Chile/Brasil.- Una decisión de una jueza brasileña retrasa la deportación del pederasta chileno

Actualizado 26/06/2007 22:31:20 CET

SANTIAGO, 26 Jun. (De la corresponsal de EUROPA PRESS Claudia Riquelme) -

La decisión de la jueza Ana Cristina Krammer de pedir al Supremo Tribunal Federal de Brasil que decida acerca de la deportación del pederasta chileno Rafael Maureira, capturado la semana pasada en Florianópolis, ha generado una demora en la expulsión del criminal, quien estaba prófugo tras huir de Santiago, donde debe cumplir una condena de 20 años de cárcel.

Maureira, conocido por su alias de "Zakarach", con el cual lideraba una red de pedofilia en internet, tiene a su haber numerosos delitos de violaciones y abusos sexuales contra menores, los que cometió mientras era chófer de un autobús de escolares.

Este martes, a pesar de las gestiones del Gobierno de Chile, la jueza brasileña puso una nota de suspenso en la deportación de "Zakarach", quien, antes de ser expulsado, deberá cumplir un arresto no menor a 60 días a la espera de la resolución del máximo tribunal.
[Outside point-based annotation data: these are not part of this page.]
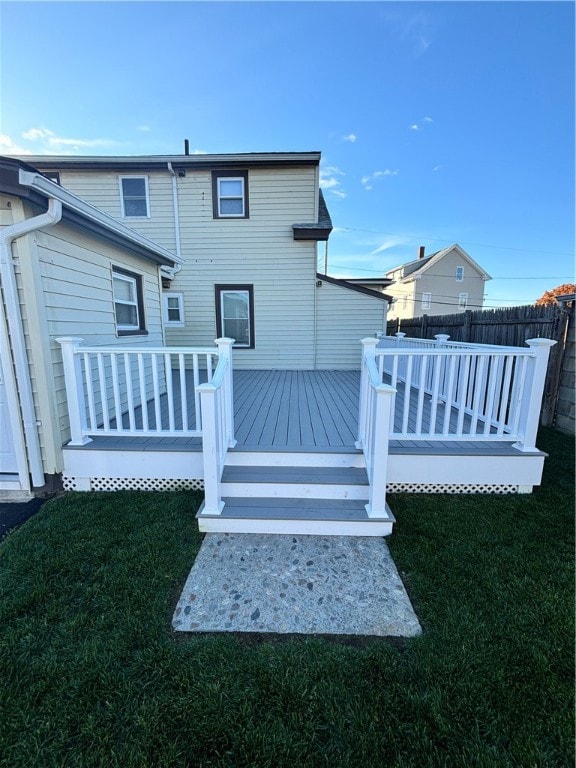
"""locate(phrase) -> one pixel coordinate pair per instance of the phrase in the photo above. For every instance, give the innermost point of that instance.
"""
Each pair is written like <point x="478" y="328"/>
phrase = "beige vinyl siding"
<point x="65" y="279"/>
<point x="258" y="251"/>
<point x="344" y="317"/>
<point x="102" y="189"/>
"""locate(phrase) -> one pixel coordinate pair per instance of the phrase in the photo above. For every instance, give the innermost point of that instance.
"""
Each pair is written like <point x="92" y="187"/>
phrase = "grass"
<point x="92" y="675"/>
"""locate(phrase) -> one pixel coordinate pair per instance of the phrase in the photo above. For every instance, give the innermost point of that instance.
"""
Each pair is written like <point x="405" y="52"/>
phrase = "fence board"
<point x="509" y="326"/>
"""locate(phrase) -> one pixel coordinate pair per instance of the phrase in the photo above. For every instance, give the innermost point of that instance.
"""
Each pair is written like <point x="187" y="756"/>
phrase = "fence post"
<point x="225" y="350"/>
<point x="74" y="389"/>
<point x="533" y="393"/>
<point x="213" y="503"/>
<point x="376" y="506"/>
<point x="368" y="350"/>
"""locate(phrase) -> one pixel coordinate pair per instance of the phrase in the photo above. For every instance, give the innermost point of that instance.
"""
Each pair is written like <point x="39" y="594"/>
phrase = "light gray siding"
<point x="65" y="281"/>
<point x="344" y="317"/>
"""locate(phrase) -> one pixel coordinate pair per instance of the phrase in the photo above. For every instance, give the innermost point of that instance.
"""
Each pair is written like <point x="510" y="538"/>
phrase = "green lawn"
<point x="91" y="674"/>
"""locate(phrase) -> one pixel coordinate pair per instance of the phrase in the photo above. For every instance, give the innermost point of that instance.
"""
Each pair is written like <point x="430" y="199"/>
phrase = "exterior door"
<point x="8" y="463"/>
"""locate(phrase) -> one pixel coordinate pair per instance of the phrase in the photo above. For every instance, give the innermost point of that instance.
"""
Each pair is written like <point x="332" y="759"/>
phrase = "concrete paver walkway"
<point x="295" y="584"/>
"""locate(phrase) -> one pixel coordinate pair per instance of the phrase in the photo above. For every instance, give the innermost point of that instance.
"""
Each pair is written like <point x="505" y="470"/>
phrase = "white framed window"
<point x="230" y="195"/>
<point x="173" y="309"/>
<point x="134" y="197"/>
<point x="235" y="314"/>
<point x="128" y="302"/>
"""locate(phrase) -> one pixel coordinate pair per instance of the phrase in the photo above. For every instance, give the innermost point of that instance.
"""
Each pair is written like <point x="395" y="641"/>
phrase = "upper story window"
<point x="235" y="314"/>
<point x="134" y="197"/>
<point x="230" y="194"/>
<point x="173" y="309"/>
<point x="128" y="302"/>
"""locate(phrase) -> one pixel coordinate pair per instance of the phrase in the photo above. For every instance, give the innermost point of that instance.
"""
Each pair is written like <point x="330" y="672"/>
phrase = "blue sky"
<point x="438" y="122"/>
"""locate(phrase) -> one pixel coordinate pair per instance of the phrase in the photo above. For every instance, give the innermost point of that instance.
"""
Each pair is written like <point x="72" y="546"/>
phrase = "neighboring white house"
<point x="446" y="282"/>
<point x="67" y="269"/>
<point x="247" y="228"/>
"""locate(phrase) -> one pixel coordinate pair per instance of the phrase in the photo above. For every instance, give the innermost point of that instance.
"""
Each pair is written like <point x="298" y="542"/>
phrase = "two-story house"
<point x="446" y="282"/>
<point x="247" y="228"/>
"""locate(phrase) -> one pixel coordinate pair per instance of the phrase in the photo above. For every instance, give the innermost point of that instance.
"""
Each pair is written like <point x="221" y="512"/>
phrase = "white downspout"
<point x="176" y="210"/>
<point x="13" y="315"/>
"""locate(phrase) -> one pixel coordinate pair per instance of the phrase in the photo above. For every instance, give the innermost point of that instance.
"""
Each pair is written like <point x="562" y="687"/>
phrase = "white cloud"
<point x="421" y="123"/>
<point x="9" y="147"/>
<point x="47" y="141"/>
<point x="367" y="181"/>
<point x="330" y="180"/>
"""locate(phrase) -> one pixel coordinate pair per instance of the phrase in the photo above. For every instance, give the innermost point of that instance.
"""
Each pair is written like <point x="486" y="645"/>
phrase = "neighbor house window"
<point x="128" y="302"/>
<point x="173" y="309"/>
<point x="230" y="195"/>
<point x="235" y="314"/>
<point x="134" y="196"/>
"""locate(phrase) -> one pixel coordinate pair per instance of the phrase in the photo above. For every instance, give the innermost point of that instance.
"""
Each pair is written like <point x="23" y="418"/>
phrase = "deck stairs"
<point x="295" y="492"/>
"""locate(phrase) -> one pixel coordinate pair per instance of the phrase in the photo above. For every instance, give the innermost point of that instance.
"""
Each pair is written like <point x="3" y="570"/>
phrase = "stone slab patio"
<point x="271" y="583"/>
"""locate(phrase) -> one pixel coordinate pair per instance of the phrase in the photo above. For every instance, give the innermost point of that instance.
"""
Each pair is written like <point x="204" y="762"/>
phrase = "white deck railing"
<point x="457" y="391"/>
<point x="374" y="422"/>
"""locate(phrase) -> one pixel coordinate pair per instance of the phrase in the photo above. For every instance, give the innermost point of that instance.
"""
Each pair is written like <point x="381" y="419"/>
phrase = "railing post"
<point x="74" y="389"/>
<point x="533" y="393"/>
<point x="368" y="350"/>
<point x="225" y="350"/>
<point x="376" y="506"/>
<point x="213" y="503"/>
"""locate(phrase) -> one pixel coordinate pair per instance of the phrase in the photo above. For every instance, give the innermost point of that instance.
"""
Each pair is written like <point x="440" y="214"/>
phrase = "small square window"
<point x="134" y="197"/>
<point x="173" y="309"/>
<point x="128" y="302"/>
<point x="235" y="314"/>
<point x="230" y="194"/>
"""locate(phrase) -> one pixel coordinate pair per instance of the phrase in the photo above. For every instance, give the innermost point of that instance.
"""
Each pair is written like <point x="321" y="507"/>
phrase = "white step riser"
<point x="262" y="459"/>
<point x="301" y="527"/>
<point x="295" y="491"/>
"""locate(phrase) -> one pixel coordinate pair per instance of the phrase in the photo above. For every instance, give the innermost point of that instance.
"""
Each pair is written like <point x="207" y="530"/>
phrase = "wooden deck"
<point x="278" y="409"/>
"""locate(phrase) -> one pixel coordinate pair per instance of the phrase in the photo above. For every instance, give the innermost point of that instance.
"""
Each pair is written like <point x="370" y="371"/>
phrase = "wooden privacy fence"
<point x="508" y="327"/>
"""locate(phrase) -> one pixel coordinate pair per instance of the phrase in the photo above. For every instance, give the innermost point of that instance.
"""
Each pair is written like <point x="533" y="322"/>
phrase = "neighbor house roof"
<point x="411" y="270"/>
<point x="26" y="182"/>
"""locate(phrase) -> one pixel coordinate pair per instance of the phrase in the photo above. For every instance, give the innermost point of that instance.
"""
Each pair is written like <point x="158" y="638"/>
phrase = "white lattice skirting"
<point x="175" y="484"/>
<point x="132" y="484"/>
<point x="449" y="488"/>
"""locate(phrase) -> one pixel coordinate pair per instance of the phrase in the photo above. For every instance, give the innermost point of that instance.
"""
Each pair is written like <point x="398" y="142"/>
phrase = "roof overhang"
<point x="24" y="181"/>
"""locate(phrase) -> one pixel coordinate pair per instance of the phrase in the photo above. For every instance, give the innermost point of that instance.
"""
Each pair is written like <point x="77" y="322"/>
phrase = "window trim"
<point x="217" y="177"/>
<point x="147" y="191"/>
<point x="180" y="298"/>
<point x="218" y="291"/>
<point x="138" y="329"/>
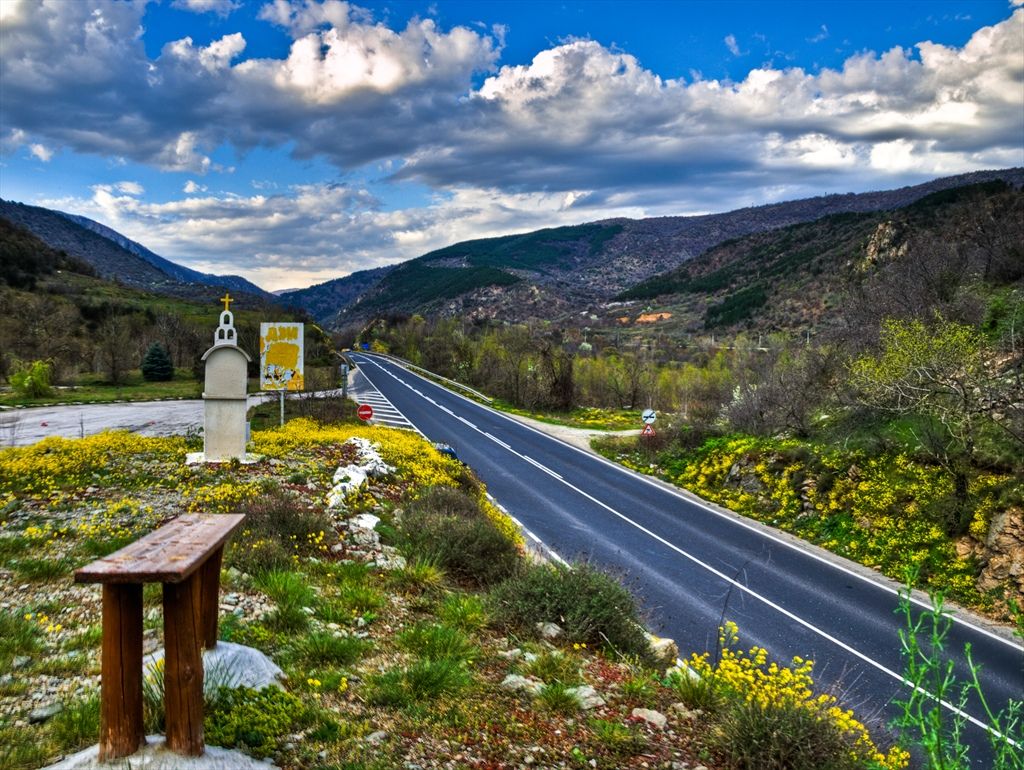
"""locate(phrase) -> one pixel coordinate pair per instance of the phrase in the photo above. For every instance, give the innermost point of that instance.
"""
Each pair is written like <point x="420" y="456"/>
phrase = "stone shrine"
<point x="224" y="395"/>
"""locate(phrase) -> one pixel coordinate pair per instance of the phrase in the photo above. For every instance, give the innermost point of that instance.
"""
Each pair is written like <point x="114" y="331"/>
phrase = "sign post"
<point x="648" y="417"/>
<point x="281" y="358"/>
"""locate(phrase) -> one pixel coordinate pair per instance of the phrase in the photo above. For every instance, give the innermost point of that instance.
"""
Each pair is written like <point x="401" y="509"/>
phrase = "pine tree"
<point x="157" y="366"/>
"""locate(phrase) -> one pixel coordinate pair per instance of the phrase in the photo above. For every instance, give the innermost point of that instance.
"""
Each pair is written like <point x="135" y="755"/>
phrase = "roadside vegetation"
<point x="428" y="658"/>
<point x="890" y="432"/>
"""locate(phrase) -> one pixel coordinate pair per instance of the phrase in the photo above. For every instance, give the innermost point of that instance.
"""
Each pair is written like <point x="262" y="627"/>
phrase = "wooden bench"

Maureira podría estar encarcelado hasta seis meses mientras el tribunal resuelve su situación.

La magistrada pidió a la Policía Federal de Santa Catarina que indague acerca del mejor lugar para mantener al criminal chileno bajo custodia. Para ello, se barajan dos cárceles de alta seguridad: Minas Gerais del Sur y Paraná.

Tras reunirse con la jueza y con el fiscal del ministerio Público Federal, Marco Aurelio Dutra, el embajador de Chile en Brasil, Álvaro Díaz, dijo que La Moneda, que ya mandó a Brasil a un jurista experto en temas internacionales, que insistirá en la deportación.

"Vamos a insistir en la deportación. Los chilenos debemos estar contentos de que Maureira haya sido capturado y esté detenido y de que haya procedimientos judiciales en marcha", dijo el diplomático. Díaz explicó que Chile sí planificó la operación de retorno del pederasta, pero que "nos hemos encontrado con una opinión distinta del fiscal (Dutra), lo cual ha demorado las cosas".

En Santiago, el ministro de Asuntos Exteriores, Alejandro Foxley, pidió "paciencia" respecto de la deportación y aseguró que la situación "está bajo control", ya que Maureira será deportado a Chile.

"Hay que pedir tranquilidad porque ese señor va llegar a Chile, detenido, y va a tener que cumplir una condena por los gravísimos delitos en que él ha incurrido anteriormente en este país", explicó.